I'm OK being left behind, thanks

87 points by gerikson


miah

I've had this feeling since Kubernetes came out. I'm over tech. I'm learning a new career and slowly making the transition into art. I know it won't pay the same but the work is so much more fulfilling.

mitchellh

The core argument here of its okay to wait for a technology to mature is totally fine.

I think there is a quite a bit of appealing to extremes or reductio ad absurdum points, and I couldn't tell if that's purely frustration slipping through or if there is a joke being made at the people who sound like this but pro-AI. Not important though, just amusing and wasn't sure what to think of that.

The one argument I don't fully understand is "Some early investors made money - but an equal and opposite number lost money." (And the other examples e.g. HTML vs Flash) So what’s the intended takeaway here? That because there’s downside, it’s better not to participate at all? Opting out is still a choice within the same system since that system is [for better or worse] most of the western capitalist societies.
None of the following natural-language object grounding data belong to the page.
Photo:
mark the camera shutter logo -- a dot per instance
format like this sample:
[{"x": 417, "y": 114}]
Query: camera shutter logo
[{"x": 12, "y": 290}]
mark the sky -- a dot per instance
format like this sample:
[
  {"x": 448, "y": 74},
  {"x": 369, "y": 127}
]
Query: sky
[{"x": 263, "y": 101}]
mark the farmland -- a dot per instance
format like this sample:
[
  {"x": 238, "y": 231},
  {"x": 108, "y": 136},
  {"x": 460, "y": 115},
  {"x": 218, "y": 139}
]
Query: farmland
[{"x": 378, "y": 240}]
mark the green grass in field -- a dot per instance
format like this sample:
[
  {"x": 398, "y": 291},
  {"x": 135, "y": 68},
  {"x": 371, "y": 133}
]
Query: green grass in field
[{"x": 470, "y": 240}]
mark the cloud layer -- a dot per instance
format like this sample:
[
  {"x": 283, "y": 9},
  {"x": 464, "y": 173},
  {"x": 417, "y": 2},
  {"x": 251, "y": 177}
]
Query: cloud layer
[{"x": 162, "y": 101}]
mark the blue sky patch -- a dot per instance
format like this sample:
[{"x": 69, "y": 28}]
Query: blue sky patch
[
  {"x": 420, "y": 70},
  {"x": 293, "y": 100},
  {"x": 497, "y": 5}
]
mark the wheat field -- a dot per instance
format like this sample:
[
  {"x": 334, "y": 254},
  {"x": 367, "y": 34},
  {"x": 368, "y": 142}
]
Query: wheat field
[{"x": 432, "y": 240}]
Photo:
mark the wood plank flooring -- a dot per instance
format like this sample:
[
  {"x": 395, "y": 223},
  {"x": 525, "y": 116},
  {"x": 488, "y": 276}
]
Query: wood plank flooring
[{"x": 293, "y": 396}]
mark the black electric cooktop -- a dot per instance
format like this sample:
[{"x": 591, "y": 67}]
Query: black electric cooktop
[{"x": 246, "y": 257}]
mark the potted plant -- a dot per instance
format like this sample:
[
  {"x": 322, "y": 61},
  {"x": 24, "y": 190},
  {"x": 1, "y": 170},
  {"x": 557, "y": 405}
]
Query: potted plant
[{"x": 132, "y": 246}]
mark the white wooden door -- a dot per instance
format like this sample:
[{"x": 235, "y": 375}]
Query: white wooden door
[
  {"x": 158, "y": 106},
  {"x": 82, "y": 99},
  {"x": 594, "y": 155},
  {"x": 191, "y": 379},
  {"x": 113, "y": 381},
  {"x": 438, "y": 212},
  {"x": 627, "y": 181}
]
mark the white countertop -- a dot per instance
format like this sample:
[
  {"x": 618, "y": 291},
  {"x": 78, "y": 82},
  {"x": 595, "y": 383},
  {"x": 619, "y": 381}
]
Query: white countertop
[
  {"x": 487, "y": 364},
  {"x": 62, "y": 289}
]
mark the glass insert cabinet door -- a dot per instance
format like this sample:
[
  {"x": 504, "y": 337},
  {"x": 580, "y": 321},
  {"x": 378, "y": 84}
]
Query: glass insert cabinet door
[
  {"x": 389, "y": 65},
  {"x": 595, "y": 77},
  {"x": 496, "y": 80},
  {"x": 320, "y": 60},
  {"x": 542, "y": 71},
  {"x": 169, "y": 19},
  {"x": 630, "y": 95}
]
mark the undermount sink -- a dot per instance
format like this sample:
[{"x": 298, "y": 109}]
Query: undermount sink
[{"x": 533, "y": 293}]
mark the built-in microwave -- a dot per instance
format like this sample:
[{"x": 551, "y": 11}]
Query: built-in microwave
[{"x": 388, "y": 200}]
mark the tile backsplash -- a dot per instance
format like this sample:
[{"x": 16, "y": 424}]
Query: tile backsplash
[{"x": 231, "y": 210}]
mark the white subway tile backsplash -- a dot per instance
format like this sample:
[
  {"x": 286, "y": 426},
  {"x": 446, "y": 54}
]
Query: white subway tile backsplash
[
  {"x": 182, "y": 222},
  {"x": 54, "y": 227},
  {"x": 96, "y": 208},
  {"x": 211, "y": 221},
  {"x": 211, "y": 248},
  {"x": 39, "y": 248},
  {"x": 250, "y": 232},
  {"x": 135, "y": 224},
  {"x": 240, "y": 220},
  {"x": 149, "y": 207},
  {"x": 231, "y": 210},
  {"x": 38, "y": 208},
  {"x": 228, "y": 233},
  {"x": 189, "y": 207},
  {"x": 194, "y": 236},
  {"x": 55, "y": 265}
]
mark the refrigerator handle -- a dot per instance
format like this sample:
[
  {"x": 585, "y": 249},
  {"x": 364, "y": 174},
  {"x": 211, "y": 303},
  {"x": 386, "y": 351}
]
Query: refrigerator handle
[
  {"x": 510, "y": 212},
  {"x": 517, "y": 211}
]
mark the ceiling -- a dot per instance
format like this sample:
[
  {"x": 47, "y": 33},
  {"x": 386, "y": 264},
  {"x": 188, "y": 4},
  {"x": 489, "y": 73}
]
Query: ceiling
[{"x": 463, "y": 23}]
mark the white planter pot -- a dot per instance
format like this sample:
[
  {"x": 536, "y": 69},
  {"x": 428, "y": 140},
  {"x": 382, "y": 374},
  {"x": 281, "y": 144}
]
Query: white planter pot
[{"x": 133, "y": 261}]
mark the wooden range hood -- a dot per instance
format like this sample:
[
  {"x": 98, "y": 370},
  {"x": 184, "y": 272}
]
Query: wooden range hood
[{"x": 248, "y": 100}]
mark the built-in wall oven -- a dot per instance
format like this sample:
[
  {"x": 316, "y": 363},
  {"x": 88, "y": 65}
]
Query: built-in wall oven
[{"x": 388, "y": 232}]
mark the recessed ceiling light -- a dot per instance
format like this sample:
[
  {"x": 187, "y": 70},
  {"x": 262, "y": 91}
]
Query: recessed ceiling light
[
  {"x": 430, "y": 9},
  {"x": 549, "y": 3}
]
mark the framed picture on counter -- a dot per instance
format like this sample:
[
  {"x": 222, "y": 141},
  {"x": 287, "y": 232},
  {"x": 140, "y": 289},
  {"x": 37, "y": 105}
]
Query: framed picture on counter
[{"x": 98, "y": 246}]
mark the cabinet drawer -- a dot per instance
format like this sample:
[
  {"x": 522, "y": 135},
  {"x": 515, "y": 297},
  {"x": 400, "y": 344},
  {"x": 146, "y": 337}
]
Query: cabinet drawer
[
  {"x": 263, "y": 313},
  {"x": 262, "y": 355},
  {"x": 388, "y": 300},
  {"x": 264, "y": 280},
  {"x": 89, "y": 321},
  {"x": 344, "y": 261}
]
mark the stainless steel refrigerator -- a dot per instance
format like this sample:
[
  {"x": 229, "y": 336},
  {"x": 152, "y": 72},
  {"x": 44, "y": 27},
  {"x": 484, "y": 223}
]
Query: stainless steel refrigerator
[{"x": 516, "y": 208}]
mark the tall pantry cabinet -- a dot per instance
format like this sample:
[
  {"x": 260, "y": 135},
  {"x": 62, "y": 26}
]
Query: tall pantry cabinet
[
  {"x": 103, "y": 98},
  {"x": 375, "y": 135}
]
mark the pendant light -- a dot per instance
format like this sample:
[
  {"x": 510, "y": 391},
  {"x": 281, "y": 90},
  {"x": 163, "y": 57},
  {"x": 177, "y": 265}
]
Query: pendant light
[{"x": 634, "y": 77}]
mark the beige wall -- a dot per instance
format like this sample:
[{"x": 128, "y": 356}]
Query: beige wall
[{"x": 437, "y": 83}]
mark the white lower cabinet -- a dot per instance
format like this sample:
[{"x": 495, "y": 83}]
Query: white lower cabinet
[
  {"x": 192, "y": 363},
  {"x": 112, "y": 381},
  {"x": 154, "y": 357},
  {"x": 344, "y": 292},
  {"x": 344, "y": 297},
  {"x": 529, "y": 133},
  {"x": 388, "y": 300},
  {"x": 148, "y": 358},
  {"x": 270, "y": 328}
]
By waiting you’re effectively taking a position on timing and risk, e.g. you come in later when its more mature and take less risk but yield less returns because of it. Again, nothing wrong with that at all, people do this every day, I'm just struggling to understand this point within the broader arguments here.

(Fwiw, I skipped cryptocurrencies completely. I dabbled with it in 2012ish like a lot of other tech people. I didn't find any technical value and still don't and regret nothing about avoiding it. I have friends who made astronomical sums of money from it, good and happy for them. Point being, I'm not on every bandwagon. :) But as a disclaimer I do see value in AI! Not trying to defend it here though, because I'm not someone who tries to push it on people who don't want it. I don't care what people choose. Edit: also totally skipped VR/Metaverse stuff. I dabbled and came to the same conclusion as crypto, mostly.)